Curiously, Judge Hartmann chose not to address this foundational issue. In his ruling, Judge Hartmann stated: “The Court does not address a threshold question of whether Mr. Crespin, as an inmate of the jail, meets the definition of a household member of the law enforcement officers working at the Weld County Jail….”

Such an omission is unfortunate. Often a judge or judges will rule on an issue based on grounds determined to be as narrow as possible under the theory, evidently, that a limited ruling is most effective and efficacious. Maybe. The argument some advance that the term “household member” is not defined in the statute and, thus, justifies being avoided in a ruling for reasons of efficacy, impresses me as vacuous.

That Crespin was not a household member of Reams under any rational interpretation of the phrase is as close to unarguable as any legal controversy can get.

The implications of avoiding a resolution of this phrase in a TERPO/ERPO petition are considerable. Leaving this phrase unresolved now offers legal support for every inmate in every jail in Colorado to allege standing to file TERPOs against every jail employee, and threatens every one of them with the confiscation of their firearms and the destruction of their employment and private lives, including their safety.
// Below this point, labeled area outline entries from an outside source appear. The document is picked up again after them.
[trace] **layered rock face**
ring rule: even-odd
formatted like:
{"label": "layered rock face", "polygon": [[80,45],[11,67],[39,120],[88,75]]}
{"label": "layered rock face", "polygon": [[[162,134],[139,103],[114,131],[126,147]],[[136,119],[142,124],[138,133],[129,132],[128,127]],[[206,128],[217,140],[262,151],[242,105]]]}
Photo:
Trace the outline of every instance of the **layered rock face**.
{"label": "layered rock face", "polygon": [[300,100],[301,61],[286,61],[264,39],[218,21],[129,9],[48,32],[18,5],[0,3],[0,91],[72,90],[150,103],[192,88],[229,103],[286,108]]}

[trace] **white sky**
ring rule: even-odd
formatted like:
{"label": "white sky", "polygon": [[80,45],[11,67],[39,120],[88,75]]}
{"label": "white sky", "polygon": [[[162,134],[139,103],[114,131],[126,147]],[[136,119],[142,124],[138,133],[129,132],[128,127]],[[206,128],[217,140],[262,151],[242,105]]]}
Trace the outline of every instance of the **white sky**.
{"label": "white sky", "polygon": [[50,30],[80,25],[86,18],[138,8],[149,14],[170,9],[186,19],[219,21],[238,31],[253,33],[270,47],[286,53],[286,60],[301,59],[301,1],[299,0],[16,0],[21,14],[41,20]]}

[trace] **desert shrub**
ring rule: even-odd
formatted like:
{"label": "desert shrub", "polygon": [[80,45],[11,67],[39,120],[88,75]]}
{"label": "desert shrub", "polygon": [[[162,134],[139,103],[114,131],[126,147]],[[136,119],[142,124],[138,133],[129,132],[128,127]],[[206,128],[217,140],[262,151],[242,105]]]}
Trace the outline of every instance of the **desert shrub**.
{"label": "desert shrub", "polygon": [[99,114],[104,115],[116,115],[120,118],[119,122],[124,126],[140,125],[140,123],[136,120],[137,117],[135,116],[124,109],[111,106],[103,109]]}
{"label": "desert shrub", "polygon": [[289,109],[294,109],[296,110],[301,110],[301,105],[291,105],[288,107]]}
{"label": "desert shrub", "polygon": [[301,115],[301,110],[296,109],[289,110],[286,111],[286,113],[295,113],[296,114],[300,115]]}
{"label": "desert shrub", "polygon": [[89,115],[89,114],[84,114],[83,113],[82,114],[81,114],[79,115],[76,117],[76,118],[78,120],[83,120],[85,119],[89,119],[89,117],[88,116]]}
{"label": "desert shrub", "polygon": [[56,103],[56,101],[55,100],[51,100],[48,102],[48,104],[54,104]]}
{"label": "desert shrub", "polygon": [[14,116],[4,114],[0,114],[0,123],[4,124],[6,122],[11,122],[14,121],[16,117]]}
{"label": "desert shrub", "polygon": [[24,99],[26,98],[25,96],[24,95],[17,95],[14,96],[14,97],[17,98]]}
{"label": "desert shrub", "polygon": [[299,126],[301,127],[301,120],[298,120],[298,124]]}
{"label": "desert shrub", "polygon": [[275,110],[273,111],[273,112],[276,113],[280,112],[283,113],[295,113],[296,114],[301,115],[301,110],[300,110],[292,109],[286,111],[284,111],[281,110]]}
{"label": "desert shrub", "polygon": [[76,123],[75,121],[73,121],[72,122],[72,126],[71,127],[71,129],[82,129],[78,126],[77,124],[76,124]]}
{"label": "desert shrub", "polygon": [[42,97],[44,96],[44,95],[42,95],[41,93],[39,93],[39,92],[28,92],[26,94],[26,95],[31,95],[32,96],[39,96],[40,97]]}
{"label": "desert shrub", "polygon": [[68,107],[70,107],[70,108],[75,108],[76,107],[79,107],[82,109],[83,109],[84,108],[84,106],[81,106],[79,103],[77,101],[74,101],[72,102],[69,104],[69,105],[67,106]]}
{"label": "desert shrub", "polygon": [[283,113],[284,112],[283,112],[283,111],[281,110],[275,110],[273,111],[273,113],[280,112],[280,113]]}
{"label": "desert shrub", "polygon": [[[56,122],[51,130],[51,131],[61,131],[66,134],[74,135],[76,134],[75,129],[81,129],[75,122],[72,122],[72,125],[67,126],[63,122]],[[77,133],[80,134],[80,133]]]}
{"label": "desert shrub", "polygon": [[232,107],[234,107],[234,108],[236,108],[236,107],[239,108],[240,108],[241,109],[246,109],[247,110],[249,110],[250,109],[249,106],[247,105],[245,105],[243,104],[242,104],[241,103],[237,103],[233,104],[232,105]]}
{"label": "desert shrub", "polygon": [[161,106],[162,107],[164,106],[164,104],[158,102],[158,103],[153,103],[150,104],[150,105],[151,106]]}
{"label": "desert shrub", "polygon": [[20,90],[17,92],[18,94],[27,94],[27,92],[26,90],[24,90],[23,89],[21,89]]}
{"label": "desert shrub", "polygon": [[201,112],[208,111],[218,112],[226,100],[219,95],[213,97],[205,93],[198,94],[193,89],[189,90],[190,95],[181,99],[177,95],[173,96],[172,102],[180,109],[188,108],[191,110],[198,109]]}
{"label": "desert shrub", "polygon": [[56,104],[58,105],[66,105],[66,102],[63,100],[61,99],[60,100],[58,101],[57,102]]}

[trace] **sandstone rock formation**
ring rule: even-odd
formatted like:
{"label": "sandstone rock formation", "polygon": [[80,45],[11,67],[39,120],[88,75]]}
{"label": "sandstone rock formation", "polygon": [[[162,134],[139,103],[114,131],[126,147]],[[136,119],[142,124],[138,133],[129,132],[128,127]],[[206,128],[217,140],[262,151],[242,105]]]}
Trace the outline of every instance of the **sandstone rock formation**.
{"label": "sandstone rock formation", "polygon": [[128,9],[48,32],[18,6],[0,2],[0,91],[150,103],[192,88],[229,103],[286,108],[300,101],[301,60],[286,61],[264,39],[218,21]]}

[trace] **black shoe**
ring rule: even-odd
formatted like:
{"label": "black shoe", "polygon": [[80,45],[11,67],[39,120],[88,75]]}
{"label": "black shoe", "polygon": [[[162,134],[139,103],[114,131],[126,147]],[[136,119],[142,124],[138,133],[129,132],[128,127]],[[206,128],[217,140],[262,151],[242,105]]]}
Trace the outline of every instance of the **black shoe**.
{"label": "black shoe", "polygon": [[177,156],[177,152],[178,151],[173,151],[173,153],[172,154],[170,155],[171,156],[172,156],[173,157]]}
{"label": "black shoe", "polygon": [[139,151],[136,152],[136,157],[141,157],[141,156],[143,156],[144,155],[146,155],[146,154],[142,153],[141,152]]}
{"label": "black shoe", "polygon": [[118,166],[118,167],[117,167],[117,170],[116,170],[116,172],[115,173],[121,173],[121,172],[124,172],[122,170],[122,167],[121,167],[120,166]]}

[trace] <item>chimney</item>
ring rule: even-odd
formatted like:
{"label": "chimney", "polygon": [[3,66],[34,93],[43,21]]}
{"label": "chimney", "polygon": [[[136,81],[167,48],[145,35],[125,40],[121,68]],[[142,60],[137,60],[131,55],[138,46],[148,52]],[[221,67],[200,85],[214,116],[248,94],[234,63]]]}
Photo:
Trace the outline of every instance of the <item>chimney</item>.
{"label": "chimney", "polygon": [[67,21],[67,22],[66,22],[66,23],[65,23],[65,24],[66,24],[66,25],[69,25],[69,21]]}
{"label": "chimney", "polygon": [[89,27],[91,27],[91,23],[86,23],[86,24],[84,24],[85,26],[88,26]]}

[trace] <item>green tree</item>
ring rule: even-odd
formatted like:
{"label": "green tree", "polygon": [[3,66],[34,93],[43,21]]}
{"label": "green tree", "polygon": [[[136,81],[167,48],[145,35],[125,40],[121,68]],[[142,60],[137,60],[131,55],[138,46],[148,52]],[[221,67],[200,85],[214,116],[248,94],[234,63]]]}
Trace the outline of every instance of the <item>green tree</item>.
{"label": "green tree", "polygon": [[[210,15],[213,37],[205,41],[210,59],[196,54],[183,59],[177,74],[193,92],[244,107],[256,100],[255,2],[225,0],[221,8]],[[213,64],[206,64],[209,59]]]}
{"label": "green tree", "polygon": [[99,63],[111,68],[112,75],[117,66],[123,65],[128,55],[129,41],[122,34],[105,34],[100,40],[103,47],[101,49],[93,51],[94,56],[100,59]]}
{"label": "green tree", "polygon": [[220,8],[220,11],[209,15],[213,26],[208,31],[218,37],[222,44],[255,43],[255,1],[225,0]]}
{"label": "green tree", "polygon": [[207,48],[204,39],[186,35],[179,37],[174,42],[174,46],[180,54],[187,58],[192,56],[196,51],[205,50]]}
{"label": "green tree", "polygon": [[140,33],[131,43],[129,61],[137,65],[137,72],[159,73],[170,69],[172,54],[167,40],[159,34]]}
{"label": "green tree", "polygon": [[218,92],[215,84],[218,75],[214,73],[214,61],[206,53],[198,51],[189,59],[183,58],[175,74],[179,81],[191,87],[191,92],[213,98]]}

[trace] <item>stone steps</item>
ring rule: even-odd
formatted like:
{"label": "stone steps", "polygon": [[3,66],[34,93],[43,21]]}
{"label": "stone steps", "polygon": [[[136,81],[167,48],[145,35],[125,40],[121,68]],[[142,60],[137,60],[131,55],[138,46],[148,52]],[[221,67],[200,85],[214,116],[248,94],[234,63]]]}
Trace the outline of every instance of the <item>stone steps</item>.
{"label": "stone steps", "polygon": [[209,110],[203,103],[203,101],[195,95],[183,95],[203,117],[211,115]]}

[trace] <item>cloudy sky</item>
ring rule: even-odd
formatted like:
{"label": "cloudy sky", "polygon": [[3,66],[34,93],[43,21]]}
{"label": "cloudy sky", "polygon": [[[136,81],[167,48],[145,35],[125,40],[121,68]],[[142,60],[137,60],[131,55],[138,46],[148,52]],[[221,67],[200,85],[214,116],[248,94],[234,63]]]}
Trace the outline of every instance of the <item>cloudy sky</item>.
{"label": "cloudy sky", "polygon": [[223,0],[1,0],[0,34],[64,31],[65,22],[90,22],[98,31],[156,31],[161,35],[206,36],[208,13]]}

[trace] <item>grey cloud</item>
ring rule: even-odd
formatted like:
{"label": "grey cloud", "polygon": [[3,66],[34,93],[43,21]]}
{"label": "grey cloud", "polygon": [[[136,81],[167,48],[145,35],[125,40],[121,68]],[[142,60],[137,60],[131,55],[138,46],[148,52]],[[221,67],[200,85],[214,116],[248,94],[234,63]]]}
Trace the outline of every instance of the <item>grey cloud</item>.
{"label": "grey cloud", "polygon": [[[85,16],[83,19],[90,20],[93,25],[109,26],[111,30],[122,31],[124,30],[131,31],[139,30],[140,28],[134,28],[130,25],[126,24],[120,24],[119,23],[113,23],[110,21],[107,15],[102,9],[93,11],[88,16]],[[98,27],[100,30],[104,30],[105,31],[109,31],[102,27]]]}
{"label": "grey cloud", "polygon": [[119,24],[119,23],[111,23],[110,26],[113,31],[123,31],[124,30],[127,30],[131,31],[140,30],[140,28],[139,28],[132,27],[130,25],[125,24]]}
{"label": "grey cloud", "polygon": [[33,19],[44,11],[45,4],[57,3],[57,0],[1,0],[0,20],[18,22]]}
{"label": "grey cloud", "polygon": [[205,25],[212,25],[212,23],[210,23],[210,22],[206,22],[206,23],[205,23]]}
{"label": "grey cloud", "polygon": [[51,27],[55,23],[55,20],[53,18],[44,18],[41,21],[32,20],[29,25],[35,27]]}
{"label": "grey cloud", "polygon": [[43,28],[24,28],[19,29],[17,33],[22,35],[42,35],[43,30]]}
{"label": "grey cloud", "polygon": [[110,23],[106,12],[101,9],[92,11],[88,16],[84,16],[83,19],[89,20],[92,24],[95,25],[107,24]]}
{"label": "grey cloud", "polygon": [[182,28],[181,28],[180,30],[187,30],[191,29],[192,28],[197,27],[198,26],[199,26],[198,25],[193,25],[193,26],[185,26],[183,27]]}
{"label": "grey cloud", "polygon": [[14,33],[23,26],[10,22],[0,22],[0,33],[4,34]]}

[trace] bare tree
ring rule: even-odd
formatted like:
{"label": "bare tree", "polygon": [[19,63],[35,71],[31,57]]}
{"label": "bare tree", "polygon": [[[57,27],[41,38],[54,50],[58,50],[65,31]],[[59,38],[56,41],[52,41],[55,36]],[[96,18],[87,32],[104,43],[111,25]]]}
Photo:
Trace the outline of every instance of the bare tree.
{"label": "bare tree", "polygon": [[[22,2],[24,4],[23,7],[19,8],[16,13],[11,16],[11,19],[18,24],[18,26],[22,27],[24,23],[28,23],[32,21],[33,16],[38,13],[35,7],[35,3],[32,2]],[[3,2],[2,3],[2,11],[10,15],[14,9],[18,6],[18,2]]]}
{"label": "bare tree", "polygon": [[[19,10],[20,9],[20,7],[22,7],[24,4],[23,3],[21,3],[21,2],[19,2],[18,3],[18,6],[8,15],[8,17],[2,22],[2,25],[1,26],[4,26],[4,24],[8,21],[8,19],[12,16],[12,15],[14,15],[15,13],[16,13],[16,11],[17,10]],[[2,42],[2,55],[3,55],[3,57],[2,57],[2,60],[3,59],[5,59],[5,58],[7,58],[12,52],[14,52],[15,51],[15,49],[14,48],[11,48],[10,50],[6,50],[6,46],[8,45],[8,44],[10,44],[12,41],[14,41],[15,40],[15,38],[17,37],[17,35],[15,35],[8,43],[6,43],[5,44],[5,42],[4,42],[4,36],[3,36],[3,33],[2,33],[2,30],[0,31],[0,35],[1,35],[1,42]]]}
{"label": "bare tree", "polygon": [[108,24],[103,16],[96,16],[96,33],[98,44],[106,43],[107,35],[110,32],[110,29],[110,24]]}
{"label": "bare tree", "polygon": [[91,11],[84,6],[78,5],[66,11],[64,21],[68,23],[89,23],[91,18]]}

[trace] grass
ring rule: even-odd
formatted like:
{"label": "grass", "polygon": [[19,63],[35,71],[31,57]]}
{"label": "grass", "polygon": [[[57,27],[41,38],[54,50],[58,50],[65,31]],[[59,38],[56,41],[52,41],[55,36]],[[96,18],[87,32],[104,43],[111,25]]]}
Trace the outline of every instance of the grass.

But the implications and consequences of this unresolved issue go further. By avoiding this resolution, it impresses me as logical that now every patient in a hospital; every person residing in an assisted living environment; every person in a homeless shelter; and on and on, can have standing to file TERPOs against staff, owners, administrators and others. The reader can, no doubt, think of additional examples that are, perhaps, even more viperous. Such an interpretation would be legally absurd and morally obscene.

Imprecision leads to abuse and vagueness leads to exploitation. It would have been preferable, in the words of Tony Soprano in a different context, to “nip it in the bud.” Maybe next time.

Michael G. Sabbeth is an attorney in Denver.